The limitations of our study are those associated with its retrospective design. This is a single institution study with limited followup. In our analysis we did not include potential prognostic factors, such as size of the metastatic deposit in the LN. All patients underwent such thorough LN dissection that our results may not be generalizable to those with more limited dissection. Study strengths are the prospective followup and standardization of the BPLND done in all patients. The optimal timing of systemic therapy in patients with positive LNs at RP remains open but some observations deserve attention. Most patients with LN metastasis do have only 1 or 2 positive LNs in the dissected yield described previously and may benefit the most from thorough, full BPLND. Not all patients with a positive LN at RP experience BCR. Even in those in whom BCR develops several years may pass after RP before BCR is detected. Thus, it seems rational that men with positive LNs at RP be risk stratified. Those at low risk for early BCR may be suitable candidates for observation strategies while those at higher risk may benefit from adjuvant ADT or be selected for clinical trial participation. Stratification can be guided by RP Gleason score and the number of positive LNs.

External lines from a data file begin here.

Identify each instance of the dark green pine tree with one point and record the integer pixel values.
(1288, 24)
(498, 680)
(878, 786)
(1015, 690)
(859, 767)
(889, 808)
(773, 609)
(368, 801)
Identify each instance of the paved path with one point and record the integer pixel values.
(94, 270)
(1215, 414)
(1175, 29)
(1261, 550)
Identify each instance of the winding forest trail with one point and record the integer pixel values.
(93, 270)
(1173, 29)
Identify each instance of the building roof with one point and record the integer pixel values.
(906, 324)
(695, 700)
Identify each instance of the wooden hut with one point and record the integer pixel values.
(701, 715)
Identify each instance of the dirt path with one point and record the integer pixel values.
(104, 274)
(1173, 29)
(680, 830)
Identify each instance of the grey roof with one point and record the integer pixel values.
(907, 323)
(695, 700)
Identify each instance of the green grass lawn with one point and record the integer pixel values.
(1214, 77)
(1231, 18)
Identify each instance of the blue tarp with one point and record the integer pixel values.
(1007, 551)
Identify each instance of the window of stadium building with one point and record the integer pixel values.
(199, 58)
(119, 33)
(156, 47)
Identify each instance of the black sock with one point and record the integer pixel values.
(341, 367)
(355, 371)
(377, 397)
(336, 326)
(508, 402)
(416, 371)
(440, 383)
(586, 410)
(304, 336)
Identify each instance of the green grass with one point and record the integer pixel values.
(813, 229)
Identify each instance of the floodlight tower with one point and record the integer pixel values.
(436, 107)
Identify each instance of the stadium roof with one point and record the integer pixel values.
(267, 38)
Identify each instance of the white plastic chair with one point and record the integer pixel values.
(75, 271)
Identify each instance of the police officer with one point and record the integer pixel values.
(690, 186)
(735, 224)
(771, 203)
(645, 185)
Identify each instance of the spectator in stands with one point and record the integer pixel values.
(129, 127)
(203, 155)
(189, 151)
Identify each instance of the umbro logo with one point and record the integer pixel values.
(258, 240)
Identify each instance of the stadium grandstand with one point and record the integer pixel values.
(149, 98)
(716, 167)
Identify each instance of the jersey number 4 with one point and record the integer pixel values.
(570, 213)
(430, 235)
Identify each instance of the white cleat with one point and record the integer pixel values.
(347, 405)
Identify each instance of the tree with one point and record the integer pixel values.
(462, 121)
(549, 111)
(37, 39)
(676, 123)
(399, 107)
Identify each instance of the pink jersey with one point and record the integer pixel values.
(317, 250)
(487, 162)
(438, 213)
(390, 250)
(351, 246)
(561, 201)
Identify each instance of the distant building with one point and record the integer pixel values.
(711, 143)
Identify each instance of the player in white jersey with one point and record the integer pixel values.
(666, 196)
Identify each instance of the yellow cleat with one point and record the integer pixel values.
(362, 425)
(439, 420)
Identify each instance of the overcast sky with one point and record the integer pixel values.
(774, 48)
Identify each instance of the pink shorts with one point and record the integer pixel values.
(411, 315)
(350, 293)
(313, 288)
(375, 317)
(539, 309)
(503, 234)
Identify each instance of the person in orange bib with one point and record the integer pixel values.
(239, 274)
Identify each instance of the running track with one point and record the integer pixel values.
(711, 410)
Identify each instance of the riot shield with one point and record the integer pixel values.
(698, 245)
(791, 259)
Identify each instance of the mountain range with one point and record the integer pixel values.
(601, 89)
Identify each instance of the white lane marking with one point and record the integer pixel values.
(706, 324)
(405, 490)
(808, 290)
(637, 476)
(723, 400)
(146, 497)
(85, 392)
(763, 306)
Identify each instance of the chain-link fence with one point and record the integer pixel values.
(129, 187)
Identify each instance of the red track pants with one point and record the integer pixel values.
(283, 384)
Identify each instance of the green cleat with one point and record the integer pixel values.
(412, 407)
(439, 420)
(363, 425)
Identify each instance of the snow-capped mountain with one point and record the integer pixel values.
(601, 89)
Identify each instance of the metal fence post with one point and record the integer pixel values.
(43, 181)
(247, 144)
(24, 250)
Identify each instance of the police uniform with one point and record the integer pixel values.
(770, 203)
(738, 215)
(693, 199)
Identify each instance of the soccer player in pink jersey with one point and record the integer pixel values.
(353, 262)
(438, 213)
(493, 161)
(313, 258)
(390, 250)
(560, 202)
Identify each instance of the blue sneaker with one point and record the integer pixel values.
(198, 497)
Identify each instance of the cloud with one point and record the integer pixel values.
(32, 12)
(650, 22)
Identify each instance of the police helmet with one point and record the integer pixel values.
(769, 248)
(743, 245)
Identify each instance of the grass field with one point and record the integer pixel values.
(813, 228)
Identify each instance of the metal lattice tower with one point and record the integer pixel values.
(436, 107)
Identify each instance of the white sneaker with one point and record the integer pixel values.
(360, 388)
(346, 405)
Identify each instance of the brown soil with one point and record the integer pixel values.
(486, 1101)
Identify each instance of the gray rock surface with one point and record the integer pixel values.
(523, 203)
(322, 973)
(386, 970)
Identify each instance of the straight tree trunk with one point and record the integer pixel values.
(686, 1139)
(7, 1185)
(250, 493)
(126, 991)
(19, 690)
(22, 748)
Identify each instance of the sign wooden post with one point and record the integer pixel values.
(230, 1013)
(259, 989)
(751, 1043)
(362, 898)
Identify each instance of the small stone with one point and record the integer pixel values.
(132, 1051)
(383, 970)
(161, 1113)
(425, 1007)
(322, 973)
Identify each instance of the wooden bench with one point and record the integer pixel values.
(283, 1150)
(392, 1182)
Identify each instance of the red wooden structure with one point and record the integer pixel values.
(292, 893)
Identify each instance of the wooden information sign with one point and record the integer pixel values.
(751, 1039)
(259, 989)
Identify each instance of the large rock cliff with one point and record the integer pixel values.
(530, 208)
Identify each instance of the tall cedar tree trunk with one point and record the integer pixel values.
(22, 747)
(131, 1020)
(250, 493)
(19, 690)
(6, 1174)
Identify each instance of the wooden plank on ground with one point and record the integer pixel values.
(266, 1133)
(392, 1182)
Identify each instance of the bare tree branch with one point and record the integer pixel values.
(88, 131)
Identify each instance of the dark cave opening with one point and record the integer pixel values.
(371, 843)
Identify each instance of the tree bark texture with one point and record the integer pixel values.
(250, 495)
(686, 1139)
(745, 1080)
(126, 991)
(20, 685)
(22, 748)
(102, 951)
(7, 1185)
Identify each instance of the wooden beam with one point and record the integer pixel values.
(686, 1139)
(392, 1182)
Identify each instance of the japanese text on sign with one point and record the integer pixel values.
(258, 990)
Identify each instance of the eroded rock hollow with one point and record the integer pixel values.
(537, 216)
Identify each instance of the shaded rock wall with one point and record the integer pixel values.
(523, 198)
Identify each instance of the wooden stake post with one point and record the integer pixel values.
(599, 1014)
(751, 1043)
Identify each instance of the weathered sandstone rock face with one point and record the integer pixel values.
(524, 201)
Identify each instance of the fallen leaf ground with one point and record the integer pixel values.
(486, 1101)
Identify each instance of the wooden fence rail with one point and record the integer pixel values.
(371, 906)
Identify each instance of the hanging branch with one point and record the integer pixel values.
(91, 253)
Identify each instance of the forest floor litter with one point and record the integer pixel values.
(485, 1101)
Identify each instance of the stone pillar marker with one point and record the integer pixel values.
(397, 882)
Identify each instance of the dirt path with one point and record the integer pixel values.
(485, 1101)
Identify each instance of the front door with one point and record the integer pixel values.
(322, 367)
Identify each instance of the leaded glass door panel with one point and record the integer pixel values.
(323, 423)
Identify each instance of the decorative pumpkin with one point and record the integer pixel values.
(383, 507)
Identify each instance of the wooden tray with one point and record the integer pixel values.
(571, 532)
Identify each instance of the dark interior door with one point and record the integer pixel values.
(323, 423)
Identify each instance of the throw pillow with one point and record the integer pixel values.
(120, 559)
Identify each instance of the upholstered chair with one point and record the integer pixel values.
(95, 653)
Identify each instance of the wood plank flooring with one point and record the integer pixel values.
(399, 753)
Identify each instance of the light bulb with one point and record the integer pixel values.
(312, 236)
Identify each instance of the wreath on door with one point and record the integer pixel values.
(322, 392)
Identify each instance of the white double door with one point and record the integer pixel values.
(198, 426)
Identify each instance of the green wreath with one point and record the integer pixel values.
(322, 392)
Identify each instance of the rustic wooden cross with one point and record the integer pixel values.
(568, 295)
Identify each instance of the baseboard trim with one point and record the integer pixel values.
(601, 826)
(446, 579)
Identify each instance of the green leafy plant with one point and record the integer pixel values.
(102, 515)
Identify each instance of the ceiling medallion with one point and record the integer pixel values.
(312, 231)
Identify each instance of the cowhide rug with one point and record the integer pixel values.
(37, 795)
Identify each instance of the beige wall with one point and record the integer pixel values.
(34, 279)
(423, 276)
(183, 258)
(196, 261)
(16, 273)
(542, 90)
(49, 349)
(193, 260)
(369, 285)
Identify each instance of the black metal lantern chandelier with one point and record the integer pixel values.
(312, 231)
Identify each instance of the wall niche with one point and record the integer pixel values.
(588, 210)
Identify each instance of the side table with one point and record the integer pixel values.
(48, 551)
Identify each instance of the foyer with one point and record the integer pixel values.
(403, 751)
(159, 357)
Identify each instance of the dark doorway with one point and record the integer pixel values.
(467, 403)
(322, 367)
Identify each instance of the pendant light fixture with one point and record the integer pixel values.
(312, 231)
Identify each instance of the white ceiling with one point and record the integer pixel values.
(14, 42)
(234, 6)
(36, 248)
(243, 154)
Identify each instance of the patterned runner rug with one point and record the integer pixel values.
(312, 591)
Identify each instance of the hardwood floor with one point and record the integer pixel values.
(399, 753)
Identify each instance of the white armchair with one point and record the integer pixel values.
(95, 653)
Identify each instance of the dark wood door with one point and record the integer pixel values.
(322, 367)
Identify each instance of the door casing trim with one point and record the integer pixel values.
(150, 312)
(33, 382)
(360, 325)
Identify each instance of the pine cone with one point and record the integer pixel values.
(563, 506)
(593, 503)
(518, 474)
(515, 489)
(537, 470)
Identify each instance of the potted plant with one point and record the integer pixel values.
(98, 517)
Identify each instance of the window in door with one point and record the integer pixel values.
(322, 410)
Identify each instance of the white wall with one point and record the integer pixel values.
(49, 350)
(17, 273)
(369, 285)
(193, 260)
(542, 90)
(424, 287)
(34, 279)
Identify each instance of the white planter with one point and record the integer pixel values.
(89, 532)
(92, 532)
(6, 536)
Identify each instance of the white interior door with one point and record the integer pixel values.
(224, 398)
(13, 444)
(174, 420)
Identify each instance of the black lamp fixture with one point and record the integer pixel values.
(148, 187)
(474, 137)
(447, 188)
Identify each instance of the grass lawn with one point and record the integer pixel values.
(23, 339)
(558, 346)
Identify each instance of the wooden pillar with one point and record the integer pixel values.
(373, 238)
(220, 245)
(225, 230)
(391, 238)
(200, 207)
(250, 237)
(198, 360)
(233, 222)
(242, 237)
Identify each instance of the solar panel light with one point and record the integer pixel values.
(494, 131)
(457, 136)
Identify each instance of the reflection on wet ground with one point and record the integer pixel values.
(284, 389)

Prognosis in patients with LN metastasis depends on the number of positive LNs removed and primary tumor Gleason grade. Despite a median of 13 LNs removed 80% of all patients with LN metastasis had only 1 or 2 positive LNs. A surprisingly large subset of LN positive cases with 1 positive LN and Gleason score 7 or less had a favorable prognosis. Full BPLND should be done in patients with intermediate and high risk cancer to optimally identify those with a minimal LN burden who may benefit the most from metastatic LN removal. Patients with RP Gleason score 8 or higher and 2 or more positive LNs are at an increased risk for BCR and should be considered candidates for adjuvant ADT or for enrollment in clinical trials to further investigate adjuvant therapy.
Supported by the Sidney Kimmel Center for Prostate and Urologic Cancers.